Step 4: Bioinformatic analysis to compare sequencing reads
to reference databases
Bioinformatic procedures are required to assign taxonomic
identifications to the sequence reads. There are numerous bioinformatic
pipelines for analysing amplicon sequencing data including but not
limited to QIIME2 (Bolyen et al., 2019), dada2 (Callahan et al., 2016),
VSEARCH (Rognes, Flouri, Nichols, Quince, & Mahe, 2016), USEARCH
(Edgar, 2010), and OBItools (Boyer et al., 2016), as well as custom
pipelines developed specifically for pollen metabarcoding (e.g., Ford
and Jones, 2020).
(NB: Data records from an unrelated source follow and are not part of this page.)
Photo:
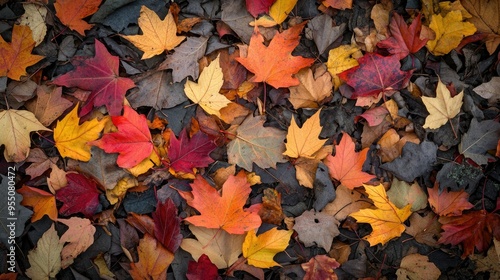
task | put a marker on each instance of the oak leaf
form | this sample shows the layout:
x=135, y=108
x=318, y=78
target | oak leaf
x=443, y=107
x=72, y=12
x=450, y=31
x=158, y=35
x=386, y=219
x=16, y=126
x=257, y=144
x=16, y=55
x=132, y=141
x=222, y=212
x=206, y=92
x=346, y=166
x=260, y=250
x=275, y=64
x=71, y=138
x=99, y=75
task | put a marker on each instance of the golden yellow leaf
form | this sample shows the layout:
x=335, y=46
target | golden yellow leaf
x=341, y=59
x=450, y=31
x=304, y=141
x=441, y=108
x=206, y=92
x=260, y=250
x=16, y=126
x=386, y=219
x=71, y=138
x=158, y=35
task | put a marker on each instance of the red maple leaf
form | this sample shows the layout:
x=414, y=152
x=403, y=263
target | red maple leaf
x=473, y=229
x=99, y=75
x=167, y=225
x=79, y=196
x=132, y=140
x=376, y=74
x=405, y=39
x=188, y=153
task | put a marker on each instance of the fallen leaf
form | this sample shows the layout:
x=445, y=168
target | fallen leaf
x=16, y=55
x=72, y=12
x=386, y=219
x=274, y=64
x=158, y=35
x=19, y=124
x=72, y=139
x=45, y=259
x=260, y=250
x=99, y=75
x=346, y=166
x=449, y=31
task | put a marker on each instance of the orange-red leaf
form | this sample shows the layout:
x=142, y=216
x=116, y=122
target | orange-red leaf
x=226, y=211
x=275, y=64
x=346, y=165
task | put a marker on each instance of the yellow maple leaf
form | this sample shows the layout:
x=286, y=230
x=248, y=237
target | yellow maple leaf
x=386, y=220
x=450, y=31
x=206, y=92
x=304, y=141
x=341, y=59
x=441, y=108
x=158, y=35
x=71, y=138
x=260, y=250
x=16, y=126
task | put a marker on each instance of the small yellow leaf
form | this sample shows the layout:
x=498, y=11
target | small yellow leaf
x=450, y=31
x=71, y=138
x=206, y=92
x=441, y=108
x=260, y=250
x=386, y=220
x=158, y=35
x=304, y=141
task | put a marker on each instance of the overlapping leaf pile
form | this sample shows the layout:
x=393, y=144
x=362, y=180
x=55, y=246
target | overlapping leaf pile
x=210, y=139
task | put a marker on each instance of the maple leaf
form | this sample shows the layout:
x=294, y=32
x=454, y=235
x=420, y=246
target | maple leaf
x=153, y=262
x=304, y=141
x=376, y=74
x=186, y=154
x=132, y=141
x=275, y=64
x=45, y=259
x=404, y=39
x=16, y=126
x=72, y=139
x=206, y=91
x=257, y=144
x=260, y=250
x=448, y=203
x=99, y=75
x=386, y=220
x=443, y=107
x=72, y=12
x=222, y=212
x=79, y=196
x=449, y=31
x=158, y=35
x=16, y=56
x=474, y=230
x=346, y=166
x=42, y=202
x=80, y=236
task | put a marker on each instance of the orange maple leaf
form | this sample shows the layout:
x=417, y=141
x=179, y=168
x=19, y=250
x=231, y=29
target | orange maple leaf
x=225, y=212
x=346, y=165
x=16, y=56
x=275, y=64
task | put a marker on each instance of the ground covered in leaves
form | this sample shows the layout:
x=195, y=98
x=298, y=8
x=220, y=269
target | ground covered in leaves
x=233, y=139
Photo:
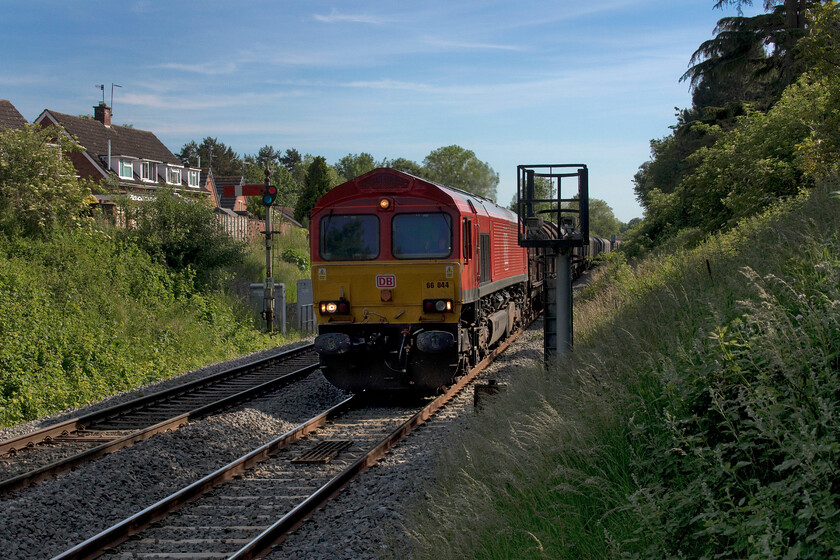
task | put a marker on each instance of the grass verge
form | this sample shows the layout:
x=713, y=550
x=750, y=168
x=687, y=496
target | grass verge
x=697, y=417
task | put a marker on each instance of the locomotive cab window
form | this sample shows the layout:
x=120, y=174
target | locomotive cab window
x=421, y=236
x=349, y=237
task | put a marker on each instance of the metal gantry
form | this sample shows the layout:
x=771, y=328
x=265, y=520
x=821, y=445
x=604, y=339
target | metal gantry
x=554, y=225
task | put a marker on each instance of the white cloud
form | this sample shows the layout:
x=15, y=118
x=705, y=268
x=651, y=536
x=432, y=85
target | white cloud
x=208, y=68
x=470, y=46
x=335, y=17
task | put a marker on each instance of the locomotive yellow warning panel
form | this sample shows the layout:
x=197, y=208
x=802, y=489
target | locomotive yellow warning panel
x=392, y=292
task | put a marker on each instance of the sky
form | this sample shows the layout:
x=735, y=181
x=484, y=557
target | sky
x=524, y=82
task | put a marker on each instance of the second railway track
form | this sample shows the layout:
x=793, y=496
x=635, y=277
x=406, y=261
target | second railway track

All these pipelines share a few main steps, which are
not necessarily performed in the same order as described here. 1) In
most cases paired-end data is obtained for Illumina sequencing runs. In
many pipelines, the forward and reverse reads are merged, low-quality
reads removed, and low-quality bases are trimmed from reads. Some
paired-end read mergers such as PEAR (Zhang, Kobert, Flouri, &
Stamatakis, 2014) also remove adapter sequences (technical sequences
added during HTS library preparation). 2) Reads are demultiplexed based
on tags used in the metabarcoding primer, or tags that are added to each
sample during HTS library preparations. 3) Reads are dereplicated and
denoised to cluster sequences together which likely differ only by PCR
errors. There are some approaches such as the Amplicon Sequence Variant
(ASV) (Callahan et al., 2016) which have been applied to pollen
(Casanelles‐Abella et al., 2021; Elliott et al., 2020; Wilson et al.,
2021). 4) Taxonomic assignment using reference databases. Finally, 5)
the creation of a Taxon table or mOTU table containing the number of
reads assigned to each taxon per sample. The Taxon table can be further
filtered to remove noise and contaminants based on extraction and PCR
controls.
Limitations, technical issues, and progress
One of the ongoing challenges associated with DNA-based identification
of species mixtures is quantifying the relative abundance of species in
the mixture. The issue of quantification is likely to be relevant for
many applications in assessing global ecological change. Many ecosystem
changes initially present as changes in species abundances rather than
changes in species composition. Solutions to the technical problem of
quantification could differ for pollen relative to other sample types,
although the issues are similar in many ways. DNA metabarcoding is
considered semi-quantitative. Species in high proportions are usually
represented by many sequencing reads, although the relationship often
deviates from the expected 1:1 ratio (Bell et al., 2019; Marcel Polling
et al., 2022). There are several reasons for this deviation. Different
pollen types can have different DNA extraction efficiencies, which can
be improved with method optimisation. Variation occurs among species in
the copy numbers of the DNA barcodes, and this has been well-studied for
microbes, with the possibility to correct for these biases (Kembel, Wu,
Eisen, & Green, 2012; Lamb et al., 2019; Pawluczyk et al., 2015) and a
recent study on mitogenomics of insects has applied corrections for copy
number (L. Garrido-Sanz et al., 2021). An additional source of bias
comes from differences among species in primer binding efficiency
(Pompanon et al., 2012) and biases in DNA polymerase binding
efficiencies towards different nucleotide compositions (Nichols et al.,
2018). These biases can be reduced with careful primer design and PCR
optimisation and can be corrected with a good understanding of the
biases.
Amplification-free methods eliminate the PCR biases and have been shown
in a handful of studies to be more quantitative than DNA metabarcoding.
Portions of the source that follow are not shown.